Balcárcel se daba pequeños golpes sobre el vientre y apretaba los labios. Su mirada, entre irónica y ultrajada, esperaba a que el hecho se hundiese bien en la conciencia de Asunción. La mujer se desprendió de la cortina y caminó sin apoyo hasta el centro de la recámara. —El diablo se le ha metido en el cuerpo— murmuró.

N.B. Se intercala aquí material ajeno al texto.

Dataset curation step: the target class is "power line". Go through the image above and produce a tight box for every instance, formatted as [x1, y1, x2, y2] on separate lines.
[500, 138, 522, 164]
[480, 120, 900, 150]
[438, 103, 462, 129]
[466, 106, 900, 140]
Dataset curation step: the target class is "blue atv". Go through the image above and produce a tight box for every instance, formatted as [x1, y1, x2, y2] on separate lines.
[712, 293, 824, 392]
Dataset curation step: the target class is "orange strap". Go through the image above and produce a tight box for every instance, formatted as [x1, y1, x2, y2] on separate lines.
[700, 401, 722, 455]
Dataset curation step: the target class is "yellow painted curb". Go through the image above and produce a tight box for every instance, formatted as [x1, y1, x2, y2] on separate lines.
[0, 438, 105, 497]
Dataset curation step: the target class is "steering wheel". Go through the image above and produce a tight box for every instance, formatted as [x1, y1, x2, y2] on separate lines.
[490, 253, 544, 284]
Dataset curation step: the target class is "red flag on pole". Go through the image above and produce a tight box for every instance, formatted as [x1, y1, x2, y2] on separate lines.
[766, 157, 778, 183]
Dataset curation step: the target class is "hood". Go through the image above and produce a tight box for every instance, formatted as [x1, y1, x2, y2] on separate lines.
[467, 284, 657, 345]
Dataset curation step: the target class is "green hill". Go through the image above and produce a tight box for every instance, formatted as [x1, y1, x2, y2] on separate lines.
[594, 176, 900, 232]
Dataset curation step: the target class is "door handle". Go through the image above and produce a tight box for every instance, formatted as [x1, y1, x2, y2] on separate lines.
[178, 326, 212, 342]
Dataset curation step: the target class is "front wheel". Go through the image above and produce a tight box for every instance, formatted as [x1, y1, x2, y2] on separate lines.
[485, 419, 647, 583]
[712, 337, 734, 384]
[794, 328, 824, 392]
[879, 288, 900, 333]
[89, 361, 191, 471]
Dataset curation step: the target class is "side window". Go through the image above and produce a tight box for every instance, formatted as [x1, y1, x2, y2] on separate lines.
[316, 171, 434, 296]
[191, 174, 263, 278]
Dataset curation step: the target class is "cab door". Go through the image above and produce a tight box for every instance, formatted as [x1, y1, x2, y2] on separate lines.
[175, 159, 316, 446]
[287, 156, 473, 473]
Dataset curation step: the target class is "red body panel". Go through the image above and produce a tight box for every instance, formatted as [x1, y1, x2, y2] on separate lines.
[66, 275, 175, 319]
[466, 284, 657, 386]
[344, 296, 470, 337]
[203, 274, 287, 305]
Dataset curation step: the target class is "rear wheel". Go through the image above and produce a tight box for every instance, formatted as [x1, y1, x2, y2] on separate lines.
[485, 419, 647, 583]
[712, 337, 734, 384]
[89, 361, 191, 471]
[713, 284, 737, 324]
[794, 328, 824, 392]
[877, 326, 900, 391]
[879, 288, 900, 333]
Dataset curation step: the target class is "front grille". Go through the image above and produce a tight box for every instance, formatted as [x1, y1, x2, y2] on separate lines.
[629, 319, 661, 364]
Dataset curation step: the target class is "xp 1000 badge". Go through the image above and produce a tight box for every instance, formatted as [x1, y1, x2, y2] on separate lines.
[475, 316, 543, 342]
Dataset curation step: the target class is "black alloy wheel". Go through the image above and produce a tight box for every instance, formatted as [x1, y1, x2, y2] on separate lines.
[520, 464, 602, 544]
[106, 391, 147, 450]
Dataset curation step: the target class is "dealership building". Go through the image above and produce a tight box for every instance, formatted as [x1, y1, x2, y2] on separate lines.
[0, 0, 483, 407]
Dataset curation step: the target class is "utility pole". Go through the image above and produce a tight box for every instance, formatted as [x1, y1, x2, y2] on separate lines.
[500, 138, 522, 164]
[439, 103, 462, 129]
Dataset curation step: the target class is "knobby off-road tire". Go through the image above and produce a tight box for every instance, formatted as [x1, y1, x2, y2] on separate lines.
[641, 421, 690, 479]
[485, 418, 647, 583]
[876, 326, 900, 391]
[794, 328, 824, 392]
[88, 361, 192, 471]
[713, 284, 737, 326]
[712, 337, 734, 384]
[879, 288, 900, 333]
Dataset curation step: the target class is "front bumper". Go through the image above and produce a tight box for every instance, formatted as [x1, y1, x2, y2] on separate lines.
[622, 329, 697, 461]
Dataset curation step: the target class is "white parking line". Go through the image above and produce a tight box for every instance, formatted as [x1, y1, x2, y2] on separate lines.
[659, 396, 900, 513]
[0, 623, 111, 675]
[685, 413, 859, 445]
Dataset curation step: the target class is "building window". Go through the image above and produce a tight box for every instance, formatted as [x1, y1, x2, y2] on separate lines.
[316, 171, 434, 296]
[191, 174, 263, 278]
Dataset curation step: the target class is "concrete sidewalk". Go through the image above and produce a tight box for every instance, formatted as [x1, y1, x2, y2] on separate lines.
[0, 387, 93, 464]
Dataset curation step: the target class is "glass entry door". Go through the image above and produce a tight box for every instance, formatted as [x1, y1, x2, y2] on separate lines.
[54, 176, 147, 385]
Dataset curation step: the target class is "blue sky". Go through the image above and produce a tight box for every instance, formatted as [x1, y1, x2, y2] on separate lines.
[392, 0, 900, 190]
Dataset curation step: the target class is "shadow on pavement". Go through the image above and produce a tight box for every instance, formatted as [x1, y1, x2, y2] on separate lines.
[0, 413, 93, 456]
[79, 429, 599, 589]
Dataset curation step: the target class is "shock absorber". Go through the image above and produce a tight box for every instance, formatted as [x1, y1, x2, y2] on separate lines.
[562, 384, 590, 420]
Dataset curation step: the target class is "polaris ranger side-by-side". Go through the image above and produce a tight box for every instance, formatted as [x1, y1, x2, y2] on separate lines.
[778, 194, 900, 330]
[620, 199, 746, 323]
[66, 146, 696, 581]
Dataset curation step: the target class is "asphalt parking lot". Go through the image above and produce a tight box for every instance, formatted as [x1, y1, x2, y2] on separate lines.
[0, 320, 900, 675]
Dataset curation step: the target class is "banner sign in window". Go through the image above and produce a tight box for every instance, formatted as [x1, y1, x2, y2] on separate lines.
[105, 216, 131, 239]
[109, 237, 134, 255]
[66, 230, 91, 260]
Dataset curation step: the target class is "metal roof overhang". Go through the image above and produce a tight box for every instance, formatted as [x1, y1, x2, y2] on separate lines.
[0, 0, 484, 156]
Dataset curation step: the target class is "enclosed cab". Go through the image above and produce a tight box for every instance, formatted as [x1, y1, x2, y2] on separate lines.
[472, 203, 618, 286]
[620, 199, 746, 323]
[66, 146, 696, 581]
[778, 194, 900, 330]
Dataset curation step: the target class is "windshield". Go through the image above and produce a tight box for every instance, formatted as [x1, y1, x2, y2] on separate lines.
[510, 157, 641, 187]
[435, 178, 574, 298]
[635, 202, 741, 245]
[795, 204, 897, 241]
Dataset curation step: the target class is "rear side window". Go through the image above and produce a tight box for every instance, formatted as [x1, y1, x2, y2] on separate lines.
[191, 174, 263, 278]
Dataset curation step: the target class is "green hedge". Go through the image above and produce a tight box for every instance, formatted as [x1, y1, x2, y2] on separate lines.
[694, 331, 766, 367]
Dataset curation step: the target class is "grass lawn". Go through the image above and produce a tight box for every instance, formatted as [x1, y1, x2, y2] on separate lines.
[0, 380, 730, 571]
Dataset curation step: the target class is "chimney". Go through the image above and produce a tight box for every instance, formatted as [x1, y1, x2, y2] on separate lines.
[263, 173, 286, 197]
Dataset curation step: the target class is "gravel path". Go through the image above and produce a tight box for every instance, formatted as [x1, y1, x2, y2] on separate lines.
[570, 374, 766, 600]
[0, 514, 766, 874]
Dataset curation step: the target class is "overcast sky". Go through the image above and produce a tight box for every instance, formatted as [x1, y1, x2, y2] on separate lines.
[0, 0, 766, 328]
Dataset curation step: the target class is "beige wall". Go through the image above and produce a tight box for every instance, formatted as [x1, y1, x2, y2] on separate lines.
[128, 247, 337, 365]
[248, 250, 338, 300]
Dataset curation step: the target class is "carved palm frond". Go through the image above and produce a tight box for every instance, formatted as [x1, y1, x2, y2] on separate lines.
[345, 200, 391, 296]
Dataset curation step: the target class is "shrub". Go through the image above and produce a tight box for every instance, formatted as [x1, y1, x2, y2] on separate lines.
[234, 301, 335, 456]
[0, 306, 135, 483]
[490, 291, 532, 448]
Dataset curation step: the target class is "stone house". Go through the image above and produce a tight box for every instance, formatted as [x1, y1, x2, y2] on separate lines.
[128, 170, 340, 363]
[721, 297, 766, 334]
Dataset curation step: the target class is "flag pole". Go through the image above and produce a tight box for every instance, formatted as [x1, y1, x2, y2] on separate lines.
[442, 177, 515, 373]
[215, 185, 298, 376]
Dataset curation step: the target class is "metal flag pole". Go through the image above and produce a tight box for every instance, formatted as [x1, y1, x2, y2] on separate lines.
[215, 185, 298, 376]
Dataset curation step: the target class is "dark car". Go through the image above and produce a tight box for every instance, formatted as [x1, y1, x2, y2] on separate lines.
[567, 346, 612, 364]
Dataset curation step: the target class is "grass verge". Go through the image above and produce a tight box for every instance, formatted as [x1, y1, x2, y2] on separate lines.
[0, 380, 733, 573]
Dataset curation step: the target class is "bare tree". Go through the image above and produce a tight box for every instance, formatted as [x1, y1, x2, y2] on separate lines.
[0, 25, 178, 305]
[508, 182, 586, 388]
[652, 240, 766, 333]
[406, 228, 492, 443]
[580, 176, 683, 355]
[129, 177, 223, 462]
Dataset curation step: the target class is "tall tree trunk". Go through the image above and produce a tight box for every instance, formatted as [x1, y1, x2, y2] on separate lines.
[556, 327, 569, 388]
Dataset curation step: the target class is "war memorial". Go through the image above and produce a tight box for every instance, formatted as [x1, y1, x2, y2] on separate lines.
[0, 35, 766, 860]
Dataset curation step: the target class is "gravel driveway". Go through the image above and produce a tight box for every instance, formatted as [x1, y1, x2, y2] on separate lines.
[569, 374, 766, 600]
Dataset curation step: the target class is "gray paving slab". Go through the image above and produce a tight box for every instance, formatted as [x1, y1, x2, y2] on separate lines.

—Te prohíbo que hagas un drama de todo esto. —En el rostro bilioso del tío se dibujaba la satisfacción que le producía su actitud—. Ni tú ni Rodolfo verán al muchacho hasta que mejore y yo lo lleve personalmente con el padre Obregón. Después le hablaré con toda claridad. Decididamente, no será con buenos sentimientos como salvemos a este atarantado, sino con energía y haciéndole comprender que tiene un destino que cumplir. Entiéndeme bien, Asunción: los ahorros que con tanto esfuerzo he hecho me permitirán retirarme el año entrante. Una vez que adquiera la manzana frente a la presa de la Olla, tendremos una fortuna de más de un millón de pesos y una renta mensual de diez mil pesos. Tu hermano nos dejará esta casa cuando muera, y el almacén puede modernizarse y rendir más. Es decir, que un buen día Jaime podrá vivir holgadamente si sabe aprovechar, como único heredero de nuestra familia, la oportunidad que le ofrecemos. Somos lo mejor de Guanajuato, Asunción. No podemos exponernos a que nuestra estirpe se extinga y nuestra fortuna se dilapide con las locuras de este jovencito… Éste… éste sería muy capaz de repartirlo todo entre los mendigos.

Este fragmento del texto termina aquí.